David Weil is dean and professor at the Heller School for Social Policy and Management at Brandeis University. He served as the Wage and Hour Administrator at the U.S. Department of Labor during the Obama administration. Information about his research on the fissured workplace can be found here.

 

Response by John Schmitt and Heidi Shierholz

We wholeheartedly agree with David Weil that we need to go beyond debating the relative prevalence of standard and non-standard work. Our engagement on the topic in recent years has been only in response to what we see, in some cases, as inaccurate and unhelpful claims about the size and growth of non-standard work, creating a diversion from issues of greater importance like those David describes.
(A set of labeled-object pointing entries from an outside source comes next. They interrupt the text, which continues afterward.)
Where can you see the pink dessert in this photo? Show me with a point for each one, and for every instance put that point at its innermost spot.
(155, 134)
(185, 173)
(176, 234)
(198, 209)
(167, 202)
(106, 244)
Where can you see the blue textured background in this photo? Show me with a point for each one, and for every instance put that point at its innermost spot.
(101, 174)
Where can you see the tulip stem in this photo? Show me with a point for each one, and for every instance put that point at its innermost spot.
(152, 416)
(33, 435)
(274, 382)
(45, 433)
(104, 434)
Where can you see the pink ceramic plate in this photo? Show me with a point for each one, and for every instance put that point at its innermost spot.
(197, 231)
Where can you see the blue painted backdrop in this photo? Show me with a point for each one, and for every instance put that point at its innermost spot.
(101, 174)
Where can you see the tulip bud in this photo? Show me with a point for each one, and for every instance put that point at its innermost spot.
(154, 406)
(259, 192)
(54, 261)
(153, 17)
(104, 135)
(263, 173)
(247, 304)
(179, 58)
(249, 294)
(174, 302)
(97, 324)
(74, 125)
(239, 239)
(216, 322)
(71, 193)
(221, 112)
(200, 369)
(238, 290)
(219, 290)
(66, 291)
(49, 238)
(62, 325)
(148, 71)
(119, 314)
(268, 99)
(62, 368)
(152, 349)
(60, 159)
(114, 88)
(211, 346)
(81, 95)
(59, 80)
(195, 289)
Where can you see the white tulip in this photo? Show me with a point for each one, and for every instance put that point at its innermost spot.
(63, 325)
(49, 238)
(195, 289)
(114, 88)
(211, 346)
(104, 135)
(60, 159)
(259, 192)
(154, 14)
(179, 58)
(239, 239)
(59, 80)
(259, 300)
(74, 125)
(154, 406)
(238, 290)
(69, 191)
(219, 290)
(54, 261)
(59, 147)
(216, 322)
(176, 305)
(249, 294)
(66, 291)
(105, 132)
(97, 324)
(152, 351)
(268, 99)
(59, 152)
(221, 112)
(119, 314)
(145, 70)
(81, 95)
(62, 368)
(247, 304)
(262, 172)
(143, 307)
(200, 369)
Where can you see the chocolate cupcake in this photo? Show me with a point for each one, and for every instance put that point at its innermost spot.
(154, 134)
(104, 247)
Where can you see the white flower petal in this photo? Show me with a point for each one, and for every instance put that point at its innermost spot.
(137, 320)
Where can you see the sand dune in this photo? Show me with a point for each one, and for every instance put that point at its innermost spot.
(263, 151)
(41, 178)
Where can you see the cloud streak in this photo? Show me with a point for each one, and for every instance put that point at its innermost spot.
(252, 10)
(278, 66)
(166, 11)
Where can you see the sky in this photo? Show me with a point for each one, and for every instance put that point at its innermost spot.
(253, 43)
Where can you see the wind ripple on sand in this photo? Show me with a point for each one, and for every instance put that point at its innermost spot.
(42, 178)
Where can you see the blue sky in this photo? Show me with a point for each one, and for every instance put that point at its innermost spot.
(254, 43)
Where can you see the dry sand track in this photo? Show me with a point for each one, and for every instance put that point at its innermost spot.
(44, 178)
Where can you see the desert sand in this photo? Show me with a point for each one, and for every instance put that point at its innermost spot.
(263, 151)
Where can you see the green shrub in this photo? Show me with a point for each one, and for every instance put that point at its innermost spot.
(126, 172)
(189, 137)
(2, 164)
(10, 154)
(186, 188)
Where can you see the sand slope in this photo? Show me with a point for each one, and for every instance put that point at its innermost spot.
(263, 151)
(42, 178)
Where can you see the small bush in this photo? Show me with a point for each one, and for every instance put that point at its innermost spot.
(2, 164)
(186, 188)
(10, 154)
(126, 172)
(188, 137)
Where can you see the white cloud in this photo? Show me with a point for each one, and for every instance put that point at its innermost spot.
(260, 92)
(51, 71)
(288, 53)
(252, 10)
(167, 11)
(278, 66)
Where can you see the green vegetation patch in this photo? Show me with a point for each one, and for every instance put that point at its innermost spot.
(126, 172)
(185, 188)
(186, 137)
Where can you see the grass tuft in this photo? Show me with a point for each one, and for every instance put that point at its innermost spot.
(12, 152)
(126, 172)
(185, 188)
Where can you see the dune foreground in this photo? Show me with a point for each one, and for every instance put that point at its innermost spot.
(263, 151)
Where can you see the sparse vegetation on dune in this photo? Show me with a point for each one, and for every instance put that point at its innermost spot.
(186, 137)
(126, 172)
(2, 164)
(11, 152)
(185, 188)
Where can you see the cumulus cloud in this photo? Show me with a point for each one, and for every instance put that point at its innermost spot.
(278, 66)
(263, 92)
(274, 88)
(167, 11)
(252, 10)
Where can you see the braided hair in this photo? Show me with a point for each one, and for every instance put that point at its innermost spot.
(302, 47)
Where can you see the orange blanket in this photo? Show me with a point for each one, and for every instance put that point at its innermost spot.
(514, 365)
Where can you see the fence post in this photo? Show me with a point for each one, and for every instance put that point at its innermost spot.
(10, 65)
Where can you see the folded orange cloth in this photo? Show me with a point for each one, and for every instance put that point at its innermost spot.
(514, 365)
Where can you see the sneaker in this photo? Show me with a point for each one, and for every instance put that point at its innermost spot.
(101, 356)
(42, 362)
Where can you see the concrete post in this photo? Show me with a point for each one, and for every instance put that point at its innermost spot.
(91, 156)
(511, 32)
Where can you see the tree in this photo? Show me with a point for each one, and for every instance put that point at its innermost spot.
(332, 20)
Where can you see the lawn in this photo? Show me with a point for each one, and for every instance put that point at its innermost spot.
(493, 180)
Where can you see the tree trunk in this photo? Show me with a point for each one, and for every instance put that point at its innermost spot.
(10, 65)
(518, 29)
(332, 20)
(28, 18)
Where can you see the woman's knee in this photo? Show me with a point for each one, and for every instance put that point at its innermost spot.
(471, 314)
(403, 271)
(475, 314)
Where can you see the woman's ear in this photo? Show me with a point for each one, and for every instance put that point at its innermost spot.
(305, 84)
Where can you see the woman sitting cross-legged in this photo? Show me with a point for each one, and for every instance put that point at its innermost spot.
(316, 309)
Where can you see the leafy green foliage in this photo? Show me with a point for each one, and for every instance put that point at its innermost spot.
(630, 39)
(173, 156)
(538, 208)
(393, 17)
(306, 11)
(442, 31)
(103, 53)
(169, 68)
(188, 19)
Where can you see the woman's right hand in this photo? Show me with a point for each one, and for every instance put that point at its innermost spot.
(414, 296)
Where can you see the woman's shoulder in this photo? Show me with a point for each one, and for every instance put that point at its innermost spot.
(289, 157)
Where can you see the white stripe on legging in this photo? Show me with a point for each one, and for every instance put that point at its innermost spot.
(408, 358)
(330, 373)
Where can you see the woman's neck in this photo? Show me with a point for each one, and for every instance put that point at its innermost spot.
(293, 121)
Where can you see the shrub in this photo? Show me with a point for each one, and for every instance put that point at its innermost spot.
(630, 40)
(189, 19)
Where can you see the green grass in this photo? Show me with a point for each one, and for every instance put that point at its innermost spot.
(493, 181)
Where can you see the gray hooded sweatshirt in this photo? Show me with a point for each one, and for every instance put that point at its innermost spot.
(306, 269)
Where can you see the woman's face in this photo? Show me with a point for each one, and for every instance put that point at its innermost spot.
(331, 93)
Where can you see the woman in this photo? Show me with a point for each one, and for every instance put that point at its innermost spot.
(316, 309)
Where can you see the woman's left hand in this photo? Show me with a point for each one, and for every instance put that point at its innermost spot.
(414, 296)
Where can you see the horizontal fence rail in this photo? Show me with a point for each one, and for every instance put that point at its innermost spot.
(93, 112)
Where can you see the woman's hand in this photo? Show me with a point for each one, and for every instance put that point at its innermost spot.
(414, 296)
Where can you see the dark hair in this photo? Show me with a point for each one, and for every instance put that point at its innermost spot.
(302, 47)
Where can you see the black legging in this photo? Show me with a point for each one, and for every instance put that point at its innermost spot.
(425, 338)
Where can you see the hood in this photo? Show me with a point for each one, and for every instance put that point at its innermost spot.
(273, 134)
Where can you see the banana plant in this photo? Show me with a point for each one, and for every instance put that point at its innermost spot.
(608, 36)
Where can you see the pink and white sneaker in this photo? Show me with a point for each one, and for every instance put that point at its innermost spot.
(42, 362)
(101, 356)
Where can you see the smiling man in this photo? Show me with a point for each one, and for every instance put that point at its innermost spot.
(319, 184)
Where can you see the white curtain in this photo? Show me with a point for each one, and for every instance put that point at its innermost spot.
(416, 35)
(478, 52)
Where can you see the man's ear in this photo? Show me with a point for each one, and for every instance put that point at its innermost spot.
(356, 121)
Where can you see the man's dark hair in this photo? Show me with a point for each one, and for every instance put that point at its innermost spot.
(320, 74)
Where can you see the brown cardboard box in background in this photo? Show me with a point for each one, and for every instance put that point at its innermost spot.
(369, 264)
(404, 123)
Our concern is not merely academic. As we have argued, an exaggerated view of the spread of non-standard work may inadvertently work against broader efforts to reverse the long-term decline in workers’ bargaining power. Potential problems include fostering undue pessimism about the future of collective bargaining, the promotion by policymakers and public commentators of new, less secure employment relationships such as “independent workers,” and reduced attention to what we think is a more immediate threat, the “fissuring” of workplaces, which robs even workers in standard jobs of important legal protections and related leverage in bargaining. That said, one aspect of the discussion that deserves emphasis is the fact that even a relatively small, relatively stable number of non-standard jobs can significantly undermine employment standards if employers deploy these kinds of jobs strategically (as Robert Kuttner noted in his introduction to this discussion).

Meanwhile, the strategic development of non-standard work arrangements is just one part of a broader backdrop of concerted—and largely successful—efforts to reduce the bargaining power of workers. Over the last four decades, employers, as a class, have remade economic policy with the specific goal of decimating workers’ bargaining power. In addition to the fissuring of workplaces mentioned above, core elements of this effort include attacks on the right to organize and bargain collectively in both the private and public sectors, a long-term erosion in the purchasing power of the federal minimum wage, a pro-corporate, anti-worker globalization agenda, a sharp decline in enforcement of existing labor regulations, macroeconomic policy that puts fighting inflation ahead of full employment, and many more. Workers—standard and non-standard—have to be prepared to fight on many fronts.

 

Final Comment by David Weil

John Schmitt and Heidi Shierholz’s response underscores our agreement on a number of basic issues in regard to why work has become so bad for so many. But I would still argue that debating the relative size of standard versus non-standard (or contingent vs. noncontingent) employment pulls us away from increasingly more pressing fundamental issues:

  • If more and more households depend on multiple jobs to cover their expenses, then we should be worried about primary, secondary, and tertiary income streams.
  • We should worry about formal and informal sources of that income, since in many industries, misclassification has morphed into off-the-books payments that are hard to trace even with access to 1099 records.
  • We must consider how increasing volatility of single or multiple earnings streams contributes to the Federal Reserve Board finding that 46 percent of households would have difficulty handling an unexpected $400 expense, reflecting a wide-scale liquidity crisis facing too many working families.
  • And we need to explore how the reconstitution of businesses could push down referent wages in labor markets, driving entry and exit decisions at work for already low-wage, vulnerable workers.

In short, we need to go beyond debating the relative prevalence of “non-standard” versus “standard” jobs. Instead, we must examine how the transformation of business organization and the structure of the economy has changed the very nature of work in all its forms and then turn, laser-focused, to what to do about it.